His final line? 9 IP, 0 H, 0 R, 0 BB, 6 K. 76 of his 116 pitches were strikes. His WPA for the game was 0.29, mostly thanks to an early grand slam from Josh Fields that put an end to high leverage situations.

Congratulations to Mark Buehrle. From all accounts, he’s one of the good guys in baseball. You’ll never be forgotten now.


Omar Has Lost It

Here’s the quote of the year.

“Right now we do not envision [being a seller],” Minaya said. “If we’re 6 ½ [back] in the wild card with a couple of teams in front of us, we are still kind of trying to find out how we can improve this team, if we can improve it through trades.”

Jose Reyes hasn’t played a game since mid-May. Ditto Carlos Delgado. Carlos Beltran has been on the shelf for the last month. John Maine and J.J. Putz slightly longer than that. But now, with his team 10 games out of first place and 7 1/2 games out of the top spot in the wild card, having just watched his team lose back to back games to the Washington Nationals, Omar Minaya thinks it might be time to get his roster some help.

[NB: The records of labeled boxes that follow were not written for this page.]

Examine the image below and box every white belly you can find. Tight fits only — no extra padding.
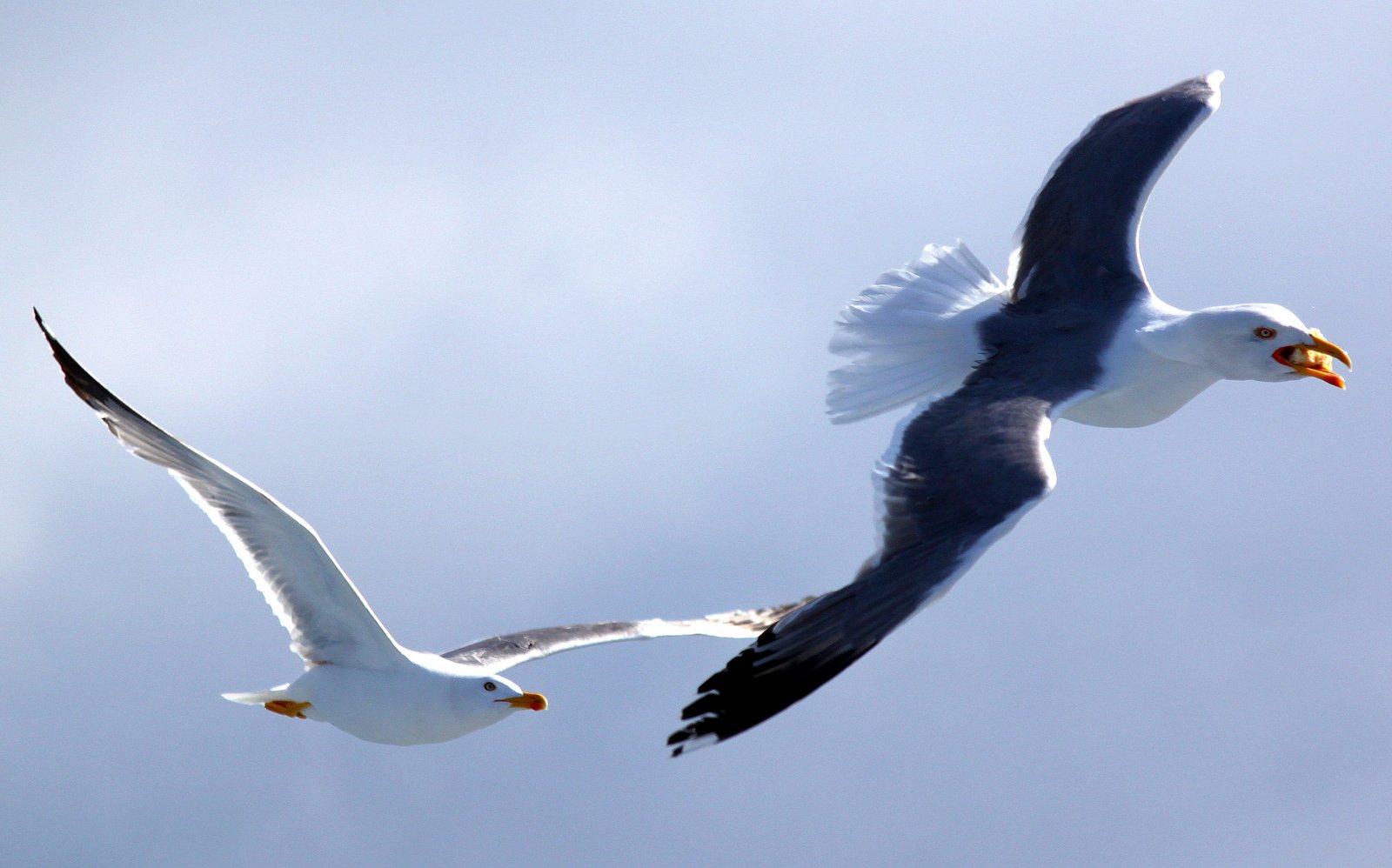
[1062,328,1220,429]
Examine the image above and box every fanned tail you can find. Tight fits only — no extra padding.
[826,242,1007,424]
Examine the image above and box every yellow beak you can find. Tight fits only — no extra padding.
[1271,328,1353,388]
[492,692,545,711]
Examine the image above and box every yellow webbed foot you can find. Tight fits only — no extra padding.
[266,699,309,720]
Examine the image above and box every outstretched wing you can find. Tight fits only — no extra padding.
[440,597,816,671]
[666,378,1054,757]
[1007,72,1223,299]
[33,310,405,669]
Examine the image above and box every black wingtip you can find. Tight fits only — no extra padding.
[33,307,134,411]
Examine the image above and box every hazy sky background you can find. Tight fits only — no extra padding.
[0,2,1392,865]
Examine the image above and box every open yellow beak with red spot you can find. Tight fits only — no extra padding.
[492,692,545,711]
[1271,328,1353,388]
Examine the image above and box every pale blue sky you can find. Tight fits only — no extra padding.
[0,3,1392,866]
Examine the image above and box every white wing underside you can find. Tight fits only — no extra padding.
[40,321,405,669]
[441,597,816,671]
[826,242,1007,423]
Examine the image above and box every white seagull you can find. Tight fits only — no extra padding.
[668,72,1352,755]
[33,310,810,744]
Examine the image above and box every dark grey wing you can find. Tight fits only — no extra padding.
[1007,72,1223,297]
[666,386,1054,757]
[440,597,816,673]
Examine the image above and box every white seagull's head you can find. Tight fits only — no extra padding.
[451,675,547,719]
[1163,304,1353,388]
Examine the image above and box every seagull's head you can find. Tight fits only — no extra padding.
[455,675,547,718]
[1185,304,1353,388]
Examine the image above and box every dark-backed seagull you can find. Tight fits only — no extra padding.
[33,311,810,744]
[666,72,1350,755]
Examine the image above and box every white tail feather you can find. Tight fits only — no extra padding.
[826,242,1007,424]
[223,684,291,705]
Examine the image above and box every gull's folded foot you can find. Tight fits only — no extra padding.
[266,699,309,720]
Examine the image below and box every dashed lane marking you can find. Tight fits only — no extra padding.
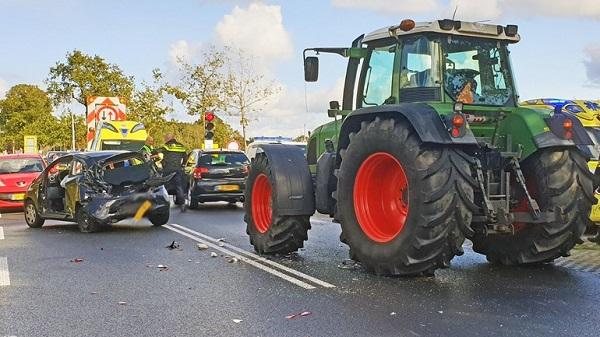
[163,225,315,289]
[0,257,10,286]
[171,224,335,288]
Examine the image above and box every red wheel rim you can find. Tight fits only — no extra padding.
[252,173,273,233]
[353,152,409,243]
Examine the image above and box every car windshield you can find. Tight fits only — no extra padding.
[442,36,514,106]
[102,140,144,152]
[198,152,249,166]
[0,158,44,174]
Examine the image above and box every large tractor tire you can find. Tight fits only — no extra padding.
[336,118,473,275]
[471,149,596,265]
[244,154,310,254]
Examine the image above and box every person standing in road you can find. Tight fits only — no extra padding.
[152,133,188,212]
[140,136,154,160]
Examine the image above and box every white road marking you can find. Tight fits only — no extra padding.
[171,224,335,288]
[0,257,10,286]
[163,225,315,289]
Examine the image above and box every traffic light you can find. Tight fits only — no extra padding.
[204,111,216,140]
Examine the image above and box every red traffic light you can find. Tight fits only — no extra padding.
[204,111,217,122]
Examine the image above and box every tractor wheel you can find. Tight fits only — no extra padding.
[336,118,473,275]
[244,154,310,254]
[471,149,596,265]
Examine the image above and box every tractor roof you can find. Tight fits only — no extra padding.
[363,19,520,43]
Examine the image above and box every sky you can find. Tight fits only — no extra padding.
[0,0,600,136]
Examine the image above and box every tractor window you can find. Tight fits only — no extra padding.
[363,45,396,106]
[400,37,440,88]
[444,37,513,106]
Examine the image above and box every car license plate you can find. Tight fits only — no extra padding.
[133,200,152,221]
[215,185,240,192]
[10,193,25,201]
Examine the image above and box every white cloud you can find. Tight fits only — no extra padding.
[332,0,600,20]
[169,40,202,64]
[332,0,443,15]
[442,0,503,21]
[245,78,344,137]
[583,46,600,86]
[215,2,294,64]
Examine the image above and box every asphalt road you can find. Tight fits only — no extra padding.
[0,204,600,337]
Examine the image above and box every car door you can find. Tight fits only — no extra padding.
[61,159,85,218]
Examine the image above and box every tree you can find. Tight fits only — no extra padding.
[166,47,227,116]
[224,49,281,149]
[46,50,134,106]
[0,84,60,149]
[128,69,173,134]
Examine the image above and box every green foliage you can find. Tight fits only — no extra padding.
[46,50,134,106]
[165,48,227,116]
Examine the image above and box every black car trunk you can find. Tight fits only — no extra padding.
[196,152,248,179]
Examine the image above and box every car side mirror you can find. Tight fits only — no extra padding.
[304,56,319,82]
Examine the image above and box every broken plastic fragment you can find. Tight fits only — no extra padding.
[165,241,179,250]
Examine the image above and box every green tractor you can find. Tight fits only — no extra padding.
[245,20,598,275]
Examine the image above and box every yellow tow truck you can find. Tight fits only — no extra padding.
[88,121,148,152]
[521,98,600,225]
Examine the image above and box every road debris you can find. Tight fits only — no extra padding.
[285,311,312,319]
[338,259,360,269]
[165,241,179,250]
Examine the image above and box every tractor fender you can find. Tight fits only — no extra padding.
[339,103,477,156]
[257,144,315,215]
[498,108,598,159]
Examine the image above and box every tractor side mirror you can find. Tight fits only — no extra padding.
[327,101,340,118]
[304,56,319,82]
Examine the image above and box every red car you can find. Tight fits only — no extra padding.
[0,154,46,209]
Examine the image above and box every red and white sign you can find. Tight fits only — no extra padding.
[86,96,126,148]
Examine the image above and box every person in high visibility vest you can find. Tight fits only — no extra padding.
[140,136,154,160]
[152,133,188,212]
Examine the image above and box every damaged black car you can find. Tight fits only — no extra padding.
[24,151,171,232]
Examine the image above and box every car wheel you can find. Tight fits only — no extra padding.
[24,199,44,228]
[148,211,170,226]
[75,207,100,233]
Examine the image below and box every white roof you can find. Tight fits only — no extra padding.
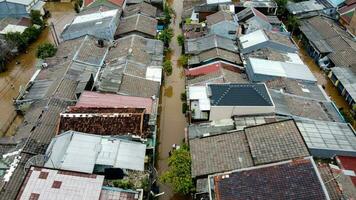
[19,167,104,200]
[45,131,146,173]
[239,30,268,49]
[0,24,27,34]
[249,58,316,81]
[146,67,162,83]
[189,86,210,111]
[72,9,118,24]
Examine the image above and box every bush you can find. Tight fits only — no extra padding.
[160,144,193,195]
[158,28,174,46]
[177,35,184,47]
[178,55,189,67]
[113,179,134,190]
[37,43,57,59]
[163,60,173,76]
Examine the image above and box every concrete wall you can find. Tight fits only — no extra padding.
[209,106,275,121]
[0,1,29,18]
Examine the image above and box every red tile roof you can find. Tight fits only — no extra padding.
[336,156,356,186]
[75,91,153,114]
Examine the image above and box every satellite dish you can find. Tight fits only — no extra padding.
[24,154,46,173]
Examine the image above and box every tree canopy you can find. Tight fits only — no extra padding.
[160,144,193,195]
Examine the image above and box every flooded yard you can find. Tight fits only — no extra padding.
[157,0,187,200]
[0,2,74,136]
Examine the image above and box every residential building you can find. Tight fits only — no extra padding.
[287,0,336,18]
[238,30,298,54]
[328,65,356,107]
[185,61,248,86]
[208,157,330,199]
[246,57,317,83]
[299,16,356,68]
[0,0,45,18]
[44,131,146,173]
[61,9,122,40]
[188,83,275,121]
[115,14,157,39]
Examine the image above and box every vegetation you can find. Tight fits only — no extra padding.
[113,179,134,190]
[163,60,173,76]
[158,28,174,47]
[37,43,57,59]
[177,35,184,47]
[178,54,189,67]
[160,144,193,195]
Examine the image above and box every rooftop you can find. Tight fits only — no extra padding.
[45,131,146,173]
[297,120,356,158]
[59,107,149,137]
[115,14,158,38]
[210,157,329,200]
[17,166,104,200]
[206,10,234,27]
[75,91,153,114]
[244,120,309,165]
[184,35,238,54]
[209,84,274,106]
[124,2,157,17]
[248,57,316,82]
[189,131,253,177]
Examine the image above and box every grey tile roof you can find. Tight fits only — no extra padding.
[210,157,329,200]
[209,83,273,106]
[184,34,238,54]
[206,10,234,26]
[106,35,163,66]
[245,120,309,165]
[115,14,157,38]
[124,2,157,17]
[190,131,253,177]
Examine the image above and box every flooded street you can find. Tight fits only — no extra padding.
[299,38,356,127]
[0,2,74,136]
[157,0,187,200]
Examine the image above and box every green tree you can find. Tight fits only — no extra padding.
[158,28,174,46]
[160,144,193,195]
[177,35,184,46]
[5,32,28,52]
[30,10,44,27]
[163,60,173,76]
[37,43,57,59]
[287,15,300,35]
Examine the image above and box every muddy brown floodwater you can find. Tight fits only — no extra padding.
[295,40,356,128]
[0,2,74,136]
[157,0,187,200]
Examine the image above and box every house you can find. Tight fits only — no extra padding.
[189,120,309,179]
[238,30,298,54]
[61,9,121,40]
[185,61,247,86]
[16,166,143,200]
[246,57,317,83]
[96,35,163,98]
[188,83,275,121]
[328,65,356,107]
[299,16,356,68]
[287,0,336,18]
[296,119,356,158]
[0,0,45,18]
[115,14,158,39]
[44,131,146,173]
[58,107,150,138]
[234,0,278,15]
[124,2,157,18]
[208,157,329,199]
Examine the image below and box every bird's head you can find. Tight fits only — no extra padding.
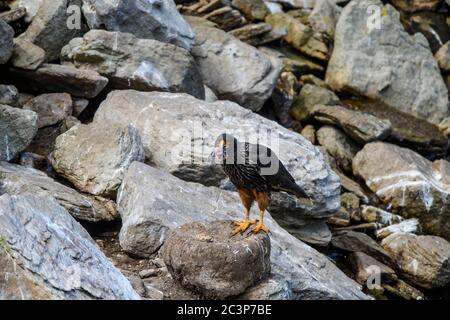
[211,133,238,164]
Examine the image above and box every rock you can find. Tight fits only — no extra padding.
[381,233,450,289]
[0,20,14,64]
[51,123,144,197]
[289,84,340,121]
[82,0,194,50]
[300,124,316,144]
[61,30,204,98]
[0,104,38,161]
[326,0,448,124]
[349,252,397,285]
[435,41,450,72]
[317,126,359,172]
[94,90,340,220]
[392,0,442,12]
[361,205,403,226]
[11,38,45,70]
[192,26,282,111]
[375,218,420,239]
[231,0,269,20]
[0,84,19,107]
[10,64,108,99]
[0,194,139,300]
[331,230,394,266]
[117,162,367,299]
[19,0,84,62]
[311,105,391,144]
[353,142,450,239]
[163,220,270,299]
[23,93,73,128]
[0,162,117,222]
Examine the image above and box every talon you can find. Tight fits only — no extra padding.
[253,222,269,233]
[232,220,256,236]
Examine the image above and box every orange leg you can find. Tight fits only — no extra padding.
[253,190,270,233]
[233,189,256,235]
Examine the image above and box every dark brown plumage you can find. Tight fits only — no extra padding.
[215,134,308,234]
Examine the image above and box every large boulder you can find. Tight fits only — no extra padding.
[0,195,139,300]
[163,220,270,299]
[19,0,84,61]
[353,142,450,239]
[381,233,450,289]
[94,90,340,223]
[82,0,194,50]
[51,124,145,197]
[0,19,14,64]
[9,64,108,99]
[192,25,282,111]
[117,162,367,299]
[0,104,38,161]
[61,30,205,98]
[326,0,448,124]
[0,162,117,222]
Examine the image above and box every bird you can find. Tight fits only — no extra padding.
[211,133,309,236]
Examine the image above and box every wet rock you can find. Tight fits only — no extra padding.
[61,30,204,98]
[326,0,448,124]
[0,194,139,300]
[0,162,117,222]
[289,84,340,121]
[311,105,391,144]
[192,26,282,111]
[163,220,270,299]
[82,0,194,50]
[23,93,73,128]
[353,142,450,239]
[381,233,450,288]
[316,126,359,172]
[0,19,14,64]
[9,64,108,99]
[117,162,367,299]
[11,38,45,70]
[375,218,420,239]
[0,84,19,107]
[19,0,84,62]
[94,90,340,219]
[435,41,450,72]
[51,123,144,197]
[331,231,394,266]
[0,104,38,161]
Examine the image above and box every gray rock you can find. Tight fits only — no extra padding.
[0,19,14,64]
[9,64,108,99]
[311,105,391,144]
[94,90,340,219]
[0,84,19,107]
[326,0,448,124]
[117,162,367,299]
[82,0,194,50]
[316,126,359,172]
[0,104,38,161]
[19,0,84,62]
[51,123,145,197]
[0,162,117,222]
[11,38,45,70]
[381,233,450,288]
[0,194,139,300]
[435,41,450,72]
[192,26,282,111]
[23,93,73,128]
[163,220,270,299]
[353,142,450,239]
[61,30,204,98]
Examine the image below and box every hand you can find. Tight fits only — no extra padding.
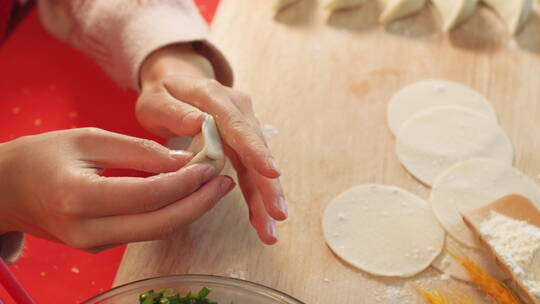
[0,128,234,250]
[136,45,287,244]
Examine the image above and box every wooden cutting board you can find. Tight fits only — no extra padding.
[115,0,540,304]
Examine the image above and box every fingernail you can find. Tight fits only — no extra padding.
[266,156,281,175]
[182,112,203,126]
[276,196,289,218]
[200,165,216,181]
[267,221,279,240]
[219,177,234,193]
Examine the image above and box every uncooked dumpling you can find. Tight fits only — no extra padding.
[429,159,540,248]
[324,0,373,10]
[432,0,478,31]
[387,79,497,135]
[379,0,426,23]
[396,106,514,186]
[274,0,299,12]
[482,0,533,35]
[323,185,444,277]
[431,236,510,282]
[167,114,225,172]
[187,115,225,172]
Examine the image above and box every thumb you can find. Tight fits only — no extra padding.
[137,92,204,137]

Someone buy the man a fiddle, because he needs something to do while watching the burning rubble that is his personal overpriced Rome. During one of the great buyer’s markets of all time, Minaya paid through the nose for a bad starting pitcher and bullpen help, while neglecting the fact that there was no organizational depth beyond the starting position players. If any of them got hurt, it was going to get bad in a hurry, but that apparently didn’t need to be addressed in his spending spree over the winter.

Maybe the Mets didn’t deserve to have all these injuries strike at the same time, but the resulting collapse is directly due to a lack of planning on the part of the guy in charge. Minaya has never been very good at this whole General Manager thing, but 2009 is his Little Bighorn. If he actually thinks there’s a season left to salvage, he’s crazy. The Mets have something like a two percent chance of making the playoffs. The Pittsburgh Pirates are more likely to be playing baseball in October than the Mets are, and they’re in total sell-off mode.

There’s a bit of self-preservation going on here, of course. Minaya has earned his way into a lack of job security, contract extension or not. In a world where baseball teams are getting exponentially smarter, he refuses to catch up. Perhaps he sees the writing on the wall – his days as a major league GM are numbered. If he doesn’t get fired this winter, it will just delay the inevitable. He’s not one of the 30 most qualified people to be running a baseball team, and 2009 should seal his fate.

Sorry Omar, but if you wanted to save your season, the time to improve the roster was in May, not in July. You’re too late.